Yet Janke also analyzes the ideological aspect of the policy pursued by Orban and Fidesz. Their attempt to eliminate post-communism from the Hungarian political life is of key importance. Like in Poland, post-communism still influences the minds of a large number of politicians, officials, media people, and, what is worst, ordinary citizens. Janke proves that Orban wants Hungary to be a normal, democratic, honest country with a strong middle class.

Yet, in Author’s opinion, Fidesz intended to accomplish its goals too fast and violently between 1998 and 2002 and still commits this error, which puts of undecided voters and a number of government acts were just poorly prepared.

However, the Author suggests that aversion of Western and a part of Hungarian elites to Orban does not result from his real errors but the fear of policy promoting traditional, conservative but at the same time European values, which may mark the beginning of policy where prevailing post-modernism and lack of values are abandoned.

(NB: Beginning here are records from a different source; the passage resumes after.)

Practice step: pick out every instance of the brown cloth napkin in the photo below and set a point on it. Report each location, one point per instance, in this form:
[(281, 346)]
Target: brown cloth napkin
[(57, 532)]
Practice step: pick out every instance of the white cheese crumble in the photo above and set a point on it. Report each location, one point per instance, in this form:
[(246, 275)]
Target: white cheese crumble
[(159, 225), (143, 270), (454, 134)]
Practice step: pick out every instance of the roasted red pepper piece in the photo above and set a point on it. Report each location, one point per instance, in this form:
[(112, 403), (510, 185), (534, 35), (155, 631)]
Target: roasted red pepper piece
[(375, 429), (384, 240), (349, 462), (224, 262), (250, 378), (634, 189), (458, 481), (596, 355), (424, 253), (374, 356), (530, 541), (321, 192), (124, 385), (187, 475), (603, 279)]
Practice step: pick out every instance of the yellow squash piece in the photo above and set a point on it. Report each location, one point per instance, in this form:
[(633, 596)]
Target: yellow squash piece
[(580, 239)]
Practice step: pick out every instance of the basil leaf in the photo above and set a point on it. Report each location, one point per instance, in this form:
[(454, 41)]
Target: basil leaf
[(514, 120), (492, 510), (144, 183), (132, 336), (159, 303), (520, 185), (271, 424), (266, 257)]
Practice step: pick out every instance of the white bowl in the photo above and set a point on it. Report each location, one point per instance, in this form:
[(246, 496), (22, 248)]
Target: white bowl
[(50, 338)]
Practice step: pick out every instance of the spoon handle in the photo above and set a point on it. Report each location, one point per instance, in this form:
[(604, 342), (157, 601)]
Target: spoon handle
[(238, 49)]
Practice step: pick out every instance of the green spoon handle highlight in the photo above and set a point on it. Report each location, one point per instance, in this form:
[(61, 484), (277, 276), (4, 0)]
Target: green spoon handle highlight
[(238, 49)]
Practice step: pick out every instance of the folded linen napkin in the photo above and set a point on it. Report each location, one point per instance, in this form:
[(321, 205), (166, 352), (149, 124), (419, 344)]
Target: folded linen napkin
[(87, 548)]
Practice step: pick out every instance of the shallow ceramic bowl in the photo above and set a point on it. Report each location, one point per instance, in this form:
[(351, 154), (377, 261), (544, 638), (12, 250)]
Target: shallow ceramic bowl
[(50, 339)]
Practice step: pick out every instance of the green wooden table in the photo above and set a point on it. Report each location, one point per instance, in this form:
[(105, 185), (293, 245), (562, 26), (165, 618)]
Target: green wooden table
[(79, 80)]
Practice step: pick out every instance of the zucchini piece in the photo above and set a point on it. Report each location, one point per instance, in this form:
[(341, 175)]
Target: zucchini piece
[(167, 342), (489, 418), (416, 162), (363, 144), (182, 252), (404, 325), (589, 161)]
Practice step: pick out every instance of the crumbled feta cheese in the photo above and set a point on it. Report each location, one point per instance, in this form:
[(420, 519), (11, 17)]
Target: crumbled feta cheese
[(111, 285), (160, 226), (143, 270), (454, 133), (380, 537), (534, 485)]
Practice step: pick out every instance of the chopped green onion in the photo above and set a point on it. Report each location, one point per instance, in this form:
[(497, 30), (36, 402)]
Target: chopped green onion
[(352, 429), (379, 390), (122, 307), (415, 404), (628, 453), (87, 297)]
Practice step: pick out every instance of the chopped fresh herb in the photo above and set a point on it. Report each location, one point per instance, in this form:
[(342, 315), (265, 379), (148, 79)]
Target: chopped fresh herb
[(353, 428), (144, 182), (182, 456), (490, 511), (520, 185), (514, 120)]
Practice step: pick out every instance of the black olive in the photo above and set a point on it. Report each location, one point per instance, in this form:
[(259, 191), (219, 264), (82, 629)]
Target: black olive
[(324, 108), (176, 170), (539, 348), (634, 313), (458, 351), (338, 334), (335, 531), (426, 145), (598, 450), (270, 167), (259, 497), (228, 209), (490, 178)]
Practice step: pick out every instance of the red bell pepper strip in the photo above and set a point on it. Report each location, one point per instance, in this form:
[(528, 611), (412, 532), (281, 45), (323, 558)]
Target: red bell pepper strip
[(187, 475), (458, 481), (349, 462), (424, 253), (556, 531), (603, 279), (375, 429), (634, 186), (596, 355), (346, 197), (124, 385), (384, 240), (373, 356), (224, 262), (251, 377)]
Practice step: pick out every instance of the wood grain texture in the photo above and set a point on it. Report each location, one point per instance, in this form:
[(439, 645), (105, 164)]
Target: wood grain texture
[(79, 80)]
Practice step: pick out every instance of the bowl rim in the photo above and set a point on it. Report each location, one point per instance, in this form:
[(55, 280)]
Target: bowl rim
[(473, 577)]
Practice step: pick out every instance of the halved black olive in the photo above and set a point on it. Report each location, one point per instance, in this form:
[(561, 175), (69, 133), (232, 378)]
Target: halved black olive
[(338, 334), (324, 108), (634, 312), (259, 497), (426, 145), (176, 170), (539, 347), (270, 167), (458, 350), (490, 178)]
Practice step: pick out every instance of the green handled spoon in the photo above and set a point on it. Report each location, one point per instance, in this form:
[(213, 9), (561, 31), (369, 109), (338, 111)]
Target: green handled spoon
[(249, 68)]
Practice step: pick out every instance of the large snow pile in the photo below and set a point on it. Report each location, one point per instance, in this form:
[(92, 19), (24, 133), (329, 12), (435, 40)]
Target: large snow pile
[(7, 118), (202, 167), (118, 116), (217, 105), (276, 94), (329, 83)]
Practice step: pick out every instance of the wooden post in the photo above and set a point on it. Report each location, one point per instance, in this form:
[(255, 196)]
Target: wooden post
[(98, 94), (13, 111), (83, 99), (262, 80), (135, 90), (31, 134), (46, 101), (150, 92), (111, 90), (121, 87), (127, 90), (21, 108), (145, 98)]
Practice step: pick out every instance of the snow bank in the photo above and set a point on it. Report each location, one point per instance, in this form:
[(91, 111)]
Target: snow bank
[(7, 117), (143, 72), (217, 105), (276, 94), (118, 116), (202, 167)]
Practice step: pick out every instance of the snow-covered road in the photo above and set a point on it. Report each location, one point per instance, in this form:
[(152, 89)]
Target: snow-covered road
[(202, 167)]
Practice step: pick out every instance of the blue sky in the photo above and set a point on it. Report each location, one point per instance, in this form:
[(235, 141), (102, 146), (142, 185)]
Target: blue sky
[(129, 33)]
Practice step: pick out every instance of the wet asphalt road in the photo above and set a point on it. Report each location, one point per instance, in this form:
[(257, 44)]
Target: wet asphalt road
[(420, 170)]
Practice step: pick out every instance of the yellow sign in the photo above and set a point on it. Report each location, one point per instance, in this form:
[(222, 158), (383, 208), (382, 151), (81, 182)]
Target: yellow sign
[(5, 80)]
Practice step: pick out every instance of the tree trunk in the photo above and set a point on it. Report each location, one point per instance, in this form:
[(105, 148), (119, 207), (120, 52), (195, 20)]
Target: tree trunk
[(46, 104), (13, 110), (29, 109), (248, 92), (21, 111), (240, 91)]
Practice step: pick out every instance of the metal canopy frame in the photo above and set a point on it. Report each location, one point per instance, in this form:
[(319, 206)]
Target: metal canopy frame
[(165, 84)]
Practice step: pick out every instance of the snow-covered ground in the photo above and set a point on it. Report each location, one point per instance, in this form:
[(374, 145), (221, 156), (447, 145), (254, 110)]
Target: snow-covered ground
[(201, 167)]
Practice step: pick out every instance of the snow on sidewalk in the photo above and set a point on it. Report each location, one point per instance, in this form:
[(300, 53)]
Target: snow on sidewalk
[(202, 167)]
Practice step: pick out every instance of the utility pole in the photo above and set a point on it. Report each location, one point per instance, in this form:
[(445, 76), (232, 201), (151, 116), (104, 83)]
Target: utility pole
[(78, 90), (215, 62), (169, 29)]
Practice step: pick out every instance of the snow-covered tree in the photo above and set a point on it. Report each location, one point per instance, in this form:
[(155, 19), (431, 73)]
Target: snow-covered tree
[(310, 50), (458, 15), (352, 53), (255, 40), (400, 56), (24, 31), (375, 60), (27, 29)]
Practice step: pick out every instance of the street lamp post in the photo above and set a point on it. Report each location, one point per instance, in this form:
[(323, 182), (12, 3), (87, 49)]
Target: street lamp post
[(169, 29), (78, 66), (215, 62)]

Analyses offered by Janke are quite reliable. Although the Author does not hide the fact that he likes this politician, he also provides and discusses critics’ arguments thoroughly and sometimes joins the voices criticizing Orban’s policy. The conclusion may be drawn after reading this book that the largest Orban’s success would be elimination of deep social discrepancies. As Janke says, Hungarians are divided into those from big cities and those from the country, liberals and conservatives, even more than Poles. Moreover, people from these groups do not speak to each other. Orban makes attempts to establish a national party and we should keep fingers crossed for him. We should also wish Hungarians they could restore their history as communists did everything, which Janke discusses extensively, to ridicule it. Orban’s achievements in this field are unquestionable but the road to “normal Hungary” dreamed by Orban is still long. Interestingly, it is Orban himelf that may be an obstacle on this road.

Igor Janke, Napastnik. Opowieść o Viktorze Orbanie, 2012, number of pages: 300.

Editor’s note: As the book has not been translated into English yet, its title has been translated by us.